Turunan permasalahan seputar guru ada pada kualitas guru, lembaga pendidikan keguruan dan penyebaran guru. Pemerintah belakangan ini sangat bersemangat untuk menggenjot kualitas guru, misal dengan mengeluarkan kebijakan sertifikasi guru. Harus ditanggapi positif meski sekali lagi, tahap penerapan harus menjadi tahapan yang benar-benar harus dikritisi.
Kedua, transformasi beberapa institusi keguruan menjadi universitas sempat membuat kekhawatiran beberapa pakar pendidikan. Pengurangan institusi khusus penghasil guru ditakutkan menjadi bumerang yang akan berbalik saat nanti tuntutan kebutuhan guru yang berkualitas akan semakin tinggi.

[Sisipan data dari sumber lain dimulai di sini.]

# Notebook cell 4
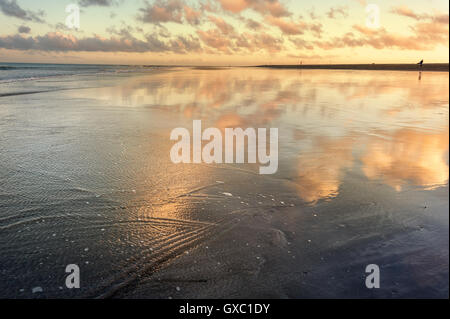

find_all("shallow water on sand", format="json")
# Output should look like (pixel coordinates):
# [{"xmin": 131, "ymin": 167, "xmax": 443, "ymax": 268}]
[{"xmin": 0, "ymin": 68, "xmax": 449, "ymax": 298}]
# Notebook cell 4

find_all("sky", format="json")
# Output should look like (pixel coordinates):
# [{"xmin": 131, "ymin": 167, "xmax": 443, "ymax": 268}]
[{"xmin": 0, "ymin": 0, "xmax": 449, "ymax": 66}]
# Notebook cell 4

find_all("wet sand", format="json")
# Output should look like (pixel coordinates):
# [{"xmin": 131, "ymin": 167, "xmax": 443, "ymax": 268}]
[
  {"xmin": 0, "ymin": 68, "xmax": 449, "ymax": 298},
  {"xmin": 258, "ymin": 63, "xmax": 449, "ymax": 72}
]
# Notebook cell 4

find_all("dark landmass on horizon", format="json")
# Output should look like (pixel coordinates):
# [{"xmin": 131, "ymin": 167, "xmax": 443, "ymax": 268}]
[{"xmin": 256, "ymin": 63, "xmax": 449, "ymax": 72}]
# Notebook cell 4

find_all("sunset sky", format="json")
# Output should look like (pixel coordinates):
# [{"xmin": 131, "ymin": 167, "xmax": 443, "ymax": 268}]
[{"xmin": 0, "ymin": 0, "xmax": 449, "ymax": 65}]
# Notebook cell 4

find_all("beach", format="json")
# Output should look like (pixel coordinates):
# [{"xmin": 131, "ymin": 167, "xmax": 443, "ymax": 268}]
[
  {"xmin": 0, "ymin": 64, "xmax": 449, "ymax": 299},
  {"xmin": 258, "ymin": 63, "xmax": 449, "ymax": 72}
]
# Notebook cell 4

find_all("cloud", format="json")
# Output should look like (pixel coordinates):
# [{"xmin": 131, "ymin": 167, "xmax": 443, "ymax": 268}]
[
  {"xmin": 208, "ymin": 16, "xmax": 234, "ymax": 35},
  {"xmin": 0, "ymin": 32, "xmax": 201, "ymax": 53},
  {"xmin": 139, "ymin": 0, "xmax": 183, "ymax": 24},
  {"xmin": 391, "ymin": 5, "xmax": 449, "ymax": 24},
  {"xmin": 184, "ymin": 5, "xmax": 202, "ymax": 25},
  {"xmin": 78, "ymin": 0, "xmax": 118, "ymax": 7},
  {"xmin": 0, "ymin": 0, "xmax": 44, "ymax": 23},
  {"xmin": 17, "ymin": 25, "xmax": 31, "ymax": 33},
  {"xmin": 138, "ymin": 0, "xmax": 202, "ymax": 25},
  {"xmin": 218, "ymin": 0, "xmax": 291, "ymax": 17},
  {"xmin": 327, "ymin": 6, "xmax": 348, "ymax": 19},
  {"xmin": 266, "ymin": 16, "xmax": 322, "ymax": 37},
  {"xmin": 314, "ymin": 22, "xmax": 449, "ymax": 51}
]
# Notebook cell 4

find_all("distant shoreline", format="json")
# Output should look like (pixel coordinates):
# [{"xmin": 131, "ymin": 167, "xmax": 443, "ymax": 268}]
[{"xmin": 256, "ymin": 63, "xmax": 449, "ymax": 72}]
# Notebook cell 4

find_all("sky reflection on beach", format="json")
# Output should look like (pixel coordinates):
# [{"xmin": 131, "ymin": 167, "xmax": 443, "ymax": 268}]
[{"xmin": 71, "ymin": 68, "xmax": 449, "ymax": 203}]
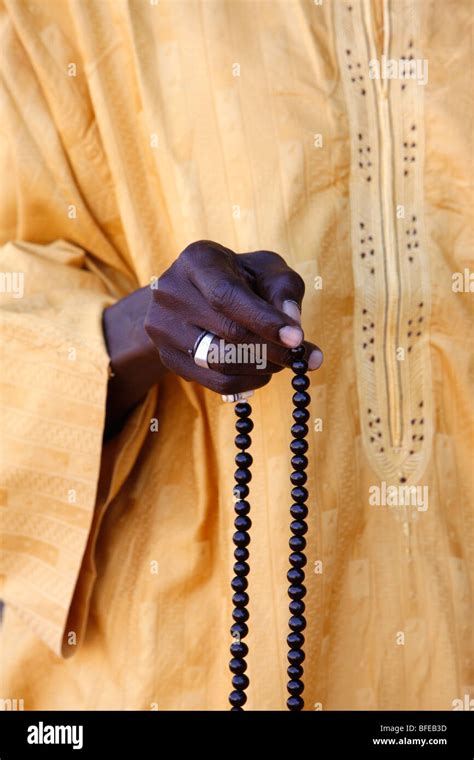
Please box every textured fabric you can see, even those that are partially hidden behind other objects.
[0,0,474,710]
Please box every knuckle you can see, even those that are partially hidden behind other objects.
[216,375,238,395]
[208,279,236,311]
[159,348,175,371]
[222,317,249,343]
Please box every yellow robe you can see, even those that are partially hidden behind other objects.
[0,0,474,710]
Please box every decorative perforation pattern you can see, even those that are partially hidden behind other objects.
[334,0,432,484]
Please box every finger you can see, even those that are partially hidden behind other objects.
[242,251,323,370]
[191,270,303,348]
[160,348,271,395]
[239,251,305,312]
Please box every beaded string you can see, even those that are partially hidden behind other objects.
[286,346,311,712]
[229,402,253,711]
[229,346,310,712]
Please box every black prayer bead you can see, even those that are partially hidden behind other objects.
[286,697,304,712]
[291,454,308,471]
[288,536,306,559]
[233,530,250,546]
[232,673,249,691]
[290,615,306,633]
[230,641,250,660]
[286,567,305,586]
[287,649,305,665]
[232,591,249,607]
[235,417,253,433]
[290,520,308,536]
[291,359,308,375]
[292,409,309,425]
[289,599,306,615]
[234,562,250,575]
[293,391,311,409]
[290,504,308,520]
[234,433,252,449]
[235,451,253,468]
[229,402,253,711]
[288,584,306,599]
[290,470,308,486]
[286,680,304,696]
[230,623,249,639]
[234,515,252,531]
[286,354,310,711]
[286,632,304,649]
[229,691,247,707]
[286,665,303,681]
[234,546,249,562]
[291,345,306,364]
[230,576,249,591]
[234,401,252,417]
[291,422,308,438]
[291,375,309,391]
[234,467,252,485]
[290,438,308,454]
[232,607,249,623]
[289,552,307,567]
[291,486,308,504]
[234,499,250,515]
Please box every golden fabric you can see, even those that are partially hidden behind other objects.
[0,0,474,710]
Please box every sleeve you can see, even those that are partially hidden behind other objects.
[0,0,157,656]
[0,240,159,656]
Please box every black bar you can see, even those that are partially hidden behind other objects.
[0,704,474,760]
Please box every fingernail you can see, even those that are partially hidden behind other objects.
[222,391,255,404]
[308,348,323,369]
[281,298,301,324]
[278,325,303,348]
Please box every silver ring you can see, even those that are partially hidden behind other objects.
[193,332,216,369]
[222,391,255,404]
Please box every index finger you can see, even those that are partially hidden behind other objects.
[192,269,304,348]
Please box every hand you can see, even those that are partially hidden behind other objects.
[145,240,322,394]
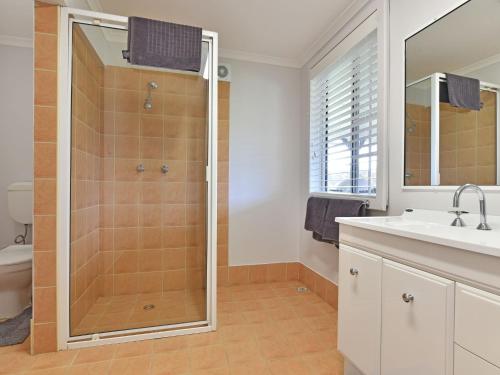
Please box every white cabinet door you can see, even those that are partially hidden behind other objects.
[338,245,382,375]
[455,284,500,366]
[381,260,454,375]
[453,345,500,375]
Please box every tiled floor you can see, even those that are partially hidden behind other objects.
[0,282,343,375]
[72,290,206,336]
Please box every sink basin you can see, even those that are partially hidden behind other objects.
[337,209,500,257]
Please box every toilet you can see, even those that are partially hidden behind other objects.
[0,182,33,321]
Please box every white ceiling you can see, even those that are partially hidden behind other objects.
[0,0,33,46]
[82,0,355,67]
[406,0,500,82]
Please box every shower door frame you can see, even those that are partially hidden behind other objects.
[57,7,218,350]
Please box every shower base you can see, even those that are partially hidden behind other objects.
[71,289,206,336]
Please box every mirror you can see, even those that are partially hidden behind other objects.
[404,0,500,186]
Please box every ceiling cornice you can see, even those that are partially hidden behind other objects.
[219,48,302,68]
[79,0,364,68]
[0,35,33,48]
[298,0,373,67]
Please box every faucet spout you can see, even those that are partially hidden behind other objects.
[453,184,491,230]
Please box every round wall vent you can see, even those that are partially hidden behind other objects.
[218,64,231,81]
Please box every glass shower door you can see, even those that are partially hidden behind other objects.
[70,19,209,336]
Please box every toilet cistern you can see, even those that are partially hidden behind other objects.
[450,184,491,230]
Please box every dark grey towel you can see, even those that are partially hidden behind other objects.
[304,197,329,233]
[446,73,481,111]
[123,17,202,72]
[304,197,366,246]
[321,199,366,244]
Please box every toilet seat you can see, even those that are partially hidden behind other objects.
[0,245,33,267]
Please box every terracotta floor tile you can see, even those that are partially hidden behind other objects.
[189,344,227,370]
[303,351,344,375]
[23,367,68,375]
[109,355,152,375]
[31,350,78,370]
[8,282,343,375]
[73,345,117,365]
[187,330,222,348]
[258,336,295,359]
[151,350,189,375]
[229,362,271,375]
[218,324,255,343]
[269,358,315,375]
[153,336,188,353]
[115,340,153,358]
[0,351,35,374]
[65,361,111,375]
[191,367,231,375]
[224,340,262,365]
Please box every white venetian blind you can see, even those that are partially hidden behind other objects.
[309,29,378,196]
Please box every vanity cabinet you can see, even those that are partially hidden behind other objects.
[338,245,454,375]
[454,345,500,375]
[455,283,500,368]
[338,246,382,375]
[381,260,454,375]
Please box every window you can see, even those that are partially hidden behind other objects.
[309,28,378,197]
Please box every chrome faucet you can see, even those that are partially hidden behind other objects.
[451,184,491,230]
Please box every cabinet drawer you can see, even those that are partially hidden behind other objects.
[338,245,382,375]
[381,260,454,375]
[453,345,500,375]
[455,284,500,367]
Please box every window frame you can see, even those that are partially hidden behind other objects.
[308,9,388,211]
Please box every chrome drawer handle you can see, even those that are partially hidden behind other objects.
[401,293,415,303]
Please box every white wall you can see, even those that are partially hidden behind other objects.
[389,0,500,215]
[0,45,33,248]
[222,59,301,265]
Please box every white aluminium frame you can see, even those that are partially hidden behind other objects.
[57,7,218,350]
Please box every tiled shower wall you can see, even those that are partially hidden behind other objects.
[405,90,497,185]
[70,25,104,327]
[31,2,59,353]
[439,90,497,185]
[405,104,431,186]
[99,66,208,296]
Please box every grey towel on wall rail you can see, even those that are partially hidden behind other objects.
[123,17,202,72]
[446,73,481,111]
[304,197,367,247]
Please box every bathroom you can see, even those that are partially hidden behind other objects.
[0,0,500,375]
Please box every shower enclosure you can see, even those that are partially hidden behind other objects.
[58,8,217,349]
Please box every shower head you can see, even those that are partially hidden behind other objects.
[144,98,153,111]
[144,81,158,111]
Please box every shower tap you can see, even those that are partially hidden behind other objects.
[144,81,158,111]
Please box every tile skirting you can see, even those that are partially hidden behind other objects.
[217,262,338,309]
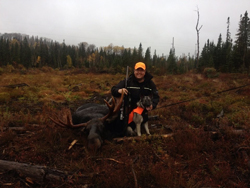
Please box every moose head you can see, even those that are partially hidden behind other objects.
[50,90,124,151]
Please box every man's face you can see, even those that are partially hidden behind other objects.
[134,68,146,80]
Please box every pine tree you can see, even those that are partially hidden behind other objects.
[167,49,177,74]
[233,11,250,71]
[221,17,233,72]
[144,47,152,68]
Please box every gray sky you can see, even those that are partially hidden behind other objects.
[0,0,250,56]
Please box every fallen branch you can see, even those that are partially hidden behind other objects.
[96,158,125,164]
[113,133,173,142]
[0,160,93,184]
[2,83,29,89]
[241,150,250,168]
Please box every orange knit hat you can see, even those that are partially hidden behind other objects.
[135,62,146,70]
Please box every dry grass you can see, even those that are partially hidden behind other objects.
[0,69,250,188]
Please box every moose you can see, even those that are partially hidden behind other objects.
[50,93,124,151]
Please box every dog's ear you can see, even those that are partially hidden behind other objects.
[140,94,144,99]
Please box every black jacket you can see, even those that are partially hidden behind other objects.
[111,72,159,109]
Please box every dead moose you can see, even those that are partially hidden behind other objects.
[50,93,124,150]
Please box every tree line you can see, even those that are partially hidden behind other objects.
[0,11,250,74]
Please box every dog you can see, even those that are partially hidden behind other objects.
[127,96,152,136]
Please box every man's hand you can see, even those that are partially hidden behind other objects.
[146,105,153,111]
[118,88,128,95]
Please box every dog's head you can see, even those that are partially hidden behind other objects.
[137,96,152,108]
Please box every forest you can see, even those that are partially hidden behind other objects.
[0,12,250,188]
[0,11,250,75]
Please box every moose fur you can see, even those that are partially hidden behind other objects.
[50,93,124,150]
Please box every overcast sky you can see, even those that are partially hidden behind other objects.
[0,0,250,56]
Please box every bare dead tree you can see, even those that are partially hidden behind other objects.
[195,7,202,68]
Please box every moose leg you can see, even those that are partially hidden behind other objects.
[133,113,143,136]
[143,121,150,135]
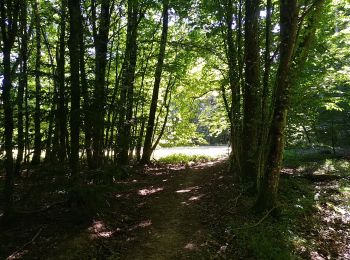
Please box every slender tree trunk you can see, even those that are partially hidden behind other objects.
[0,0,20,221]
[242,0,261,182]
[256,0,298,211]
[141,0,169,164]
[56,0,67,163]
[79,13,94,169]
[32,0,41,165]
[117,0,139,165]
[68,0,82,180]
[225,0,241,179]
[92,0,110,168]
[15,0,28,175]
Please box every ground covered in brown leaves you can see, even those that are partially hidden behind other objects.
[0,157,350,259]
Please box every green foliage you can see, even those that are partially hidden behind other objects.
[158,154,213,164]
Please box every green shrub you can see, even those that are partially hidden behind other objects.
[158,153,213,164]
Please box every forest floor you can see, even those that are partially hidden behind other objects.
[0,151,350,259]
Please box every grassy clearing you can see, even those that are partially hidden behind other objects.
[158,153,214,164]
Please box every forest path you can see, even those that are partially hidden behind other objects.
[117,161,225,259]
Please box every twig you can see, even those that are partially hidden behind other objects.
[6,227,44,260]
[234,206,277,230]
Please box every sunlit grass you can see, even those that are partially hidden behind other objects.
[158,154,214,164]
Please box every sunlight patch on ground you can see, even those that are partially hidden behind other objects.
[188,194,204,201]
[176,186,200,193]
[88,221,114,239]
[184,242,198,251]
[153,145,230,160]
[129,219,152,231]
[137,186,164,196]
[176,190,191,193]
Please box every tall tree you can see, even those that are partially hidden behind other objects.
[32,0,41,164]
[68,0,82,179]
[0,0,21,220]
[242,0,261,182]
[141,0,169,163]
[56,0,67,162]
[117,0,139,165]
[92,0,110,168]
[256,0,299,210]
[15,0,28,175]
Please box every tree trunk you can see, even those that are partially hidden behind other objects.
[32,0,41,165]
[225,0,241,179]
[15,0,28,175]
[117,0,139,165]
[56,0,67,163]
[256,0,298,211]
[0,0,20,221]
[92,0,110,168]
[68,0,82,179]
[141,0,169,164]
[242,0,261,182]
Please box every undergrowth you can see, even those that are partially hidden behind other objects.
[158,153,213,164]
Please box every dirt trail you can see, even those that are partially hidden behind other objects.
[122,162,227,259]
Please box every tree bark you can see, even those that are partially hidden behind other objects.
[0,0,20,221]
[117,0,139,165]
[242,0,261,182]
[141,0,169,164]
[32,0,41,165]
[15,0,28,175]
[256,0,298,211]
[92,0,110,168]
[68,0,82,179]
[56,0,68,162]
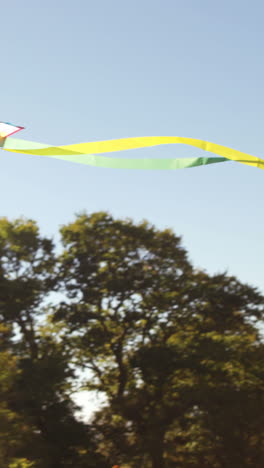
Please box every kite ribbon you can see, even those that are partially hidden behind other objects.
[3,137,264,169]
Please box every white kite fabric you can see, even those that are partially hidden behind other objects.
[0,122,264,170]
[0,122,24,138]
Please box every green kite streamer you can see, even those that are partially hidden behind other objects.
[3,138,227,170]
[0,122,264,169]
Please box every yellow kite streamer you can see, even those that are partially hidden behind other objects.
[3,136,264,169]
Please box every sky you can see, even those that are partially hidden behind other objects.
[0,0,264,292]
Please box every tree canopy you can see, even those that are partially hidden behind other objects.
[0,212,264,468]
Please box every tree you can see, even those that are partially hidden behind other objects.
[54,213,264,468]
[0,218,107,468]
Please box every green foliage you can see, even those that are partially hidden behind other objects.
[0,213,264,468]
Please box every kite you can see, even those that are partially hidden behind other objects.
[0,122,264,169]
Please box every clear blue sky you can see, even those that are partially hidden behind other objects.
[0,0,264,290]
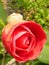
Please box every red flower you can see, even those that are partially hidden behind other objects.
[2,21,46,62]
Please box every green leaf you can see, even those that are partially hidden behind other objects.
[0,0,7,23]
[38,45,49,64]
[45,28,49,45]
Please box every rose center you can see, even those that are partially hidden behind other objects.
[23,36,31,45]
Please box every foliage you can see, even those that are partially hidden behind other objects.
[0,0,49,65]
[8,0,49,26]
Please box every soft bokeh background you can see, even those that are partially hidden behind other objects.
[0,0,49,65]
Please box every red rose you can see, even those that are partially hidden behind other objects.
[2,21,46,62]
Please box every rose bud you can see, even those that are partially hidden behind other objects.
[2,13,46,62]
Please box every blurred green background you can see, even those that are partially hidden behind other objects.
[0,0,49,65]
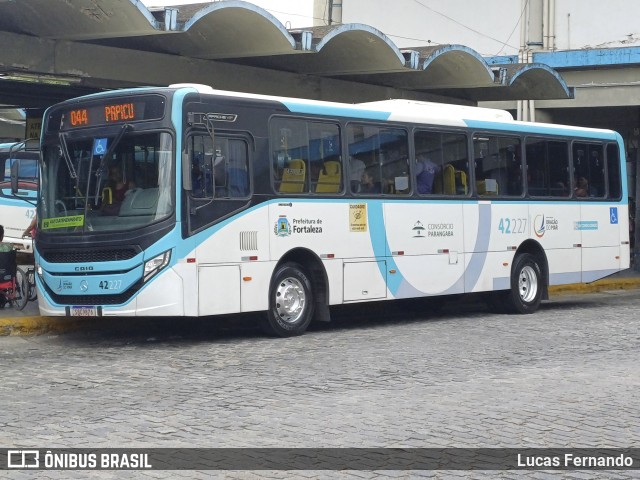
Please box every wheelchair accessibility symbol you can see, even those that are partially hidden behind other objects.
[93,138,107,155]
[609,207,618,225]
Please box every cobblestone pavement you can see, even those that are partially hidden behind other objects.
[0,290,640,479]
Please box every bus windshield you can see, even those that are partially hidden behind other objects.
[39,130,175,234]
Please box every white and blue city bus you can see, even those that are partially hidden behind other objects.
[31,85,629,336]
[0,142,40,253]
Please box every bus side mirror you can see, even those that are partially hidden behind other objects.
[11,158,20,195]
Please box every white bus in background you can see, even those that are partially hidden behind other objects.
[0,142,40,253]
[35,85,629,336]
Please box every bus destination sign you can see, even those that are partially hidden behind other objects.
[48,95,165,131]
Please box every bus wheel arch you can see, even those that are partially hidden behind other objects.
[262,248,329,337]
[506,240,549,314]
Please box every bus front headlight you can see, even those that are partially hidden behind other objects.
[144,250,171,282]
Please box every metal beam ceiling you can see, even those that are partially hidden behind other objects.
[0,0,573,109]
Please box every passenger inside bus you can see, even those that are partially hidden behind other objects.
[573,177,589,197]
[416,153,438,194]
[360,169,380,193]
[102,165,135,215]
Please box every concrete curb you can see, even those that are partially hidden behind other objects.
[0,277,640,337]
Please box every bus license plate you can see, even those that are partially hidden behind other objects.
[71,307,98,317]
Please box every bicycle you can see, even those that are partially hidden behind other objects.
[0,250,29,310]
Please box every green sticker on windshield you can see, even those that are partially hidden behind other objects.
[42,215,84,230]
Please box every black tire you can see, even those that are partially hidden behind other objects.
[262,263,315,337]
[11,268,29,310]
[506,253,544,314]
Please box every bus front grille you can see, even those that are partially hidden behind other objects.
[42,247,140,263]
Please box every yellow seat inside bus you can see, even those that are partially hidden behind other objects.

Permasalahan seputar guru yang ketiga adalah penyebaran guru. Sekarang, semua orang akan mempertimbangkan kemungkinan untuk menggeluti profesi guru. Apalagi jika mendapat kesempatan mengajar di kota-kota besar seperti Jakarta. Kesejahteraan yang dulu sekedar impian kini sudah terlihat di depan mata dan juga sudah bisa dirasakan. Tapi bagaimana untuk guru-guru di daerah? Sejenak penulis teringat pada Butet Manurung, seorang wanita lulusan S3 yang justru kemudian mengabdikan hidupnya untuk mengajar Suku Anak Dalam di pedalaman provinsi Jambi. Permasalahan penyebaran ini harus benar-benar menjadi perhatian regulator pendidikan.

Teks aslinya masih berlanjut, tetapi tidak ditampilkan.